According to that communication, the Treasury Department seems to think that in preparing the new tariff of local taxes at Antwerp, the Government of the King has proposed to add to the principal of the dues, as it appears in the resolution of the Communal Council of Antwerp of June 22, 1861, the additional centimes levied on those dues in virtue of the same resolution. It was doubtless from taking this idea as his point of departure that the Hon. Mr. Sherman thought that the tariff had been slightly increased. Now, it is not proposed by the plan for the conversion [Page 118] of the taxes to unite the principal and the additional centimes. These additional centimes, which are now levied, will continue to be levied like the present tariff 5 the projected tariff calls for the principal duties only. But the reform proposed by the government has a wider scope; it consists not only in a change in the process of admeasurement, but it has for its basis a more important and more radical modification—that of the legal value of the sea ton; that is to say, of the unity of measure which serves to express the tonnage. It thus became necessary to bring the local taxes of Antwerp into harmony with the new tonnage which will result from this change, and this has been the basis of the conversion that has been prepared; the manner in which this work has been performed offers, moreover, every possible guarantee of accuracy and impartiality.
On considering these facts and these explanations, the Government of the United States will doubtless be convinced that the proposed conversion involves no increase of the tariff.
The Secretary of the Treasury inquired, moreover, in his note of January 27, what kind of tonnage was to serve as the basis for the collection of navigation dues in Belgium as regards American vessels registered simply according to their gross tonnage, the rules in force in the United States making no deduction on this tonnage, and consequently recognizing no net tonnage. I will take the liberty to remark that according to the plan communicated to the Government of the President, it is net tonnage, as it will be defined by the Belgian rules that will serve as the basis for the collection, whatever be the nationality of the vessel, and I will add that the spaces to be deducted are therein expressly indicated.
Moreover, if the registers of American vessels state the gross tonnage only measured by Moorsom’s rules, the Belgian authorities will accept such gross tonnage as correct (according to article 24, § 4, of the proposed regulations), and they will deduct therefrom the capacity of the spaces for whose deduction said regulations provide for the purpose of finding the Belgian net tonnage; they will make this deduction not according to a fixed and invariable proportion, but by measuring the spaces to be exempted.
In a word, it is on net tonnage as defined in the proposed regulations that duties will be required as well for American vessels as for vessels carrying the Belgian flag. This method of procedure is, morever, entirely in accordance with article 3 of the treaty of commerce and navigation of March 8, 1875, which guarantees to vessels of the United States entering the ports of Belgium the same usage as is accorded to Belgian vessels.
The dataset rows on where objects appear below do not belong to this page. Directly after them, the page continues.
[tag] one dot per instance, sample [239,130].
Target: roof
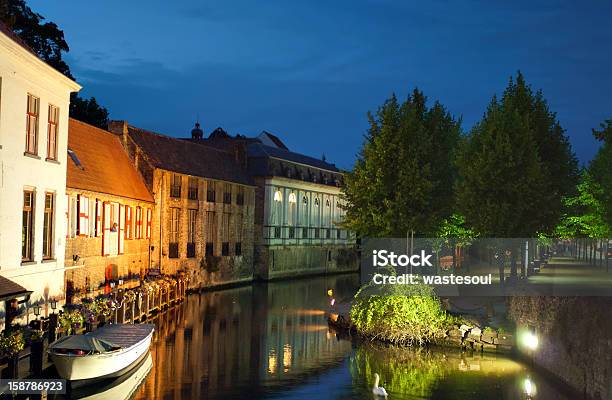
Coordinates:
[11,290]
[261,150]
[185,157]
[15,38]
[104,165]
[269,139]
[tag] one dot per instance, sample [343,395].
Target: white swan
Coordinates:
[378,391]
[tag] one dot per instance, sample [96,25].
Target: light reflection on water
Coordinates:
[272,341]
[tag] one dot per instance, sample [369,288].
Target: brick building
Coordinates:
[110,212]
[204,207]
[298,214]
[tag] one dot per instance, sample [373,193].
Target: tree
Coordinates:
[586,213]
[600,168]
[403,179]
[516,167]
[48,42]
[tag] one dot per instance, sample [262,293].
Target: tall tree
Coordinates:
[403,179]
[516,167]
[48,42]
[600,168]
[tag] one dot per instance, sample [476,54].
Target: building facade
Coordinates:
[298,215]
[110,213]
[204,207]
[34,103]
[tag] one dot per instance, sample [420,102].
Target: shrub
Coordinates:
[402,314]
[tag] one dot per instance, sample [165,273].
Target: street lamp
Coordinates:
[53,303]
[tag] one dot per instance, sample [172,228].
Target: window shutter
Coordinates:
[67,215]
[106,229]
[121,228]
[98,217]
[149,220]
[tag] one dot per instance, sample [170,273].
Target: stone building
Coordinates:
[298,212]
[110,212]
[204,207]
[34,103]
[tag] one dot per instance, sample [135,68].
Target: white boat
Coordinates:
[107,352]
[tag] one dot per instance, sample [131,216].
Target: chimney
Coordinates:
[119,128]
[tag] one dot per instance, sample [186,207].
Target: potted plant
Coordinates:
[11,343]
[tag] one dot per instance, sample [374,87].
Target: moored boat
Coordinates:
[104,353]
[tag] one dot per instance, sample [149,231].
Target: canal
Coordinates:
[272,341]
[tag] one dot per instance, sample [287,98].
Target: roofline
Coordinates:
[69,187]
[205,177]
[26,54]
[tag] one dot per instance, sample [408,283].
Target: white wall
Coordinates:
[22,73]
[309,215]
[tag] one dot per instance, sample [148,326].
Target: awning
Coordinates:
[86,343]
[10,290]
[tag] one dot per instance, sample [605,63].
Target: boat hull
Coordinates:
[103,365]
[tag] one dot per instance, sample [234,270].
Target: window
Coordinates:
[128,223]
[175,186]
[211,232]
[48,226]
[27,229]
[52,132]
[209,249]
[32,124]
[83,215]
[192,192]
[240,196]
[149,222]
[174,232]
[227,194]
[210,192]
[191,232]
[138,233]
[225,234]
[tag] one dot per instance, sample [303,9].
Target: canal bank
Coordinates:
[272,340]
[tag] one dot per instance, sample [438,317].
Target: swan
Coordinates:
[378,391]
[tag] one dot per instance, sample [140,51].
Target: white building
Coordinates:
[34,102]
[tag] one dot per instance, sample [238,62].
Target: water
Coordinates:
[272,341]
Article 2 of that treaty contains a stipulation which is in all respects similar as to the usage to be accorded to Belgian vessels in the ports of the United States. Thus, when American vessels pay navigation dues in these latter ports, according to their gross tonnage, the Government of the King can have no objection to Belgian vessels being compelled to pay the same dues according to their gross tonnage, unless more favorable usage should be accorded to a third power, in which case Belgium would be entitled to the usage of the most favored nation. The tonnage certificate of Belgian vessels will, moreover, state both their net and gross tonnage; no difficulty can therefore arise in determining the latter in American ports.
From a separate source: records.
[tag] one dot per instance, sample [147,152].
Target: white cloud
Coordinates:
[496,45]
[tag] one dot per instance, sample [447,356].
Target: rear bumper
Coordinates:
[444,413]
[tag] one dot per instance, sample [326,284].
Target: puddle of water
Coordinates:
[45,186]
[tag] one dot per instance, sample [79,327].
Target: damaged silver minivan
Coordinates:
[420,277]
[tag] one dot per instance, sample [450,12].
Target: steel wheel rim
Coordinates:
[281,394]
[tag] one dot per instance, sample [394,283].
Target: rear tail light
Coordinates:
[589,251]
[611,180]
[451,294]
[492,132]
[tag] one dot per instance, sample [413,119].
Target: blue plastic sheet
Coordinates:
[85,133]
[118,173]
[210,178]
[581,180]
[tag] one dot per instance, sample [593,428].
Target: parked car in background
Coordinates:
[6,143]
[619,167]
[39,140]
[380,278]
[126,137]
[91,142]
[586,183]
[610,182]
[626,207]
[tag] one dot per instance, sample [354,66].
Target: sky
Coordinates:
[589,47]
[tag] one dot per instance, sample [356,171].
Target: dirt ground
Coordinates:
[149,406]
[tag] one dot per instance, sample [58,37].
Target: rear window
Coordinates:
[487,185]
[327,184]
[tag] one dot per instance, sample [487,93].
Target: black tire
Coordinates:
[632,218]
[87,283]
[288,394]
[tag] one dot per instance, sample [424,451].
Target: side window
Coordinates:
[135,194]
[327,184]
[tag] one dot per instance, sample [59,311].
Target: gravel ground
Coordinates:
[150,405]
I need not add, Mr. Secretary of State, as I have already had occasion to remark, that the Government of the King will not introduce its new system of admeasurement until all the foreign governments shall have [Page 119] expressed their views in relation to the proposed conversion of the tariff of the local taxes at Antwerp, and that when the proper time shall have arrived it will inform the said governments by a special communication of the day on which the new system shall have been introduced.
I shall be glad, Mr. Secretary of the State, if foregoing observations are sufficient fully to enlighten the Washington Cabinet as to the scope of the measure proposed by the Government of the King, my august sovereign, and I hope that they will enable your excellency soon to notify me of the adhesion of the Government of the President to the propositions that are now submitted to it.
I avail myself of this occasion, Mr. Secretary of State, to offer your excellency a renewed assurance of my highest consideration.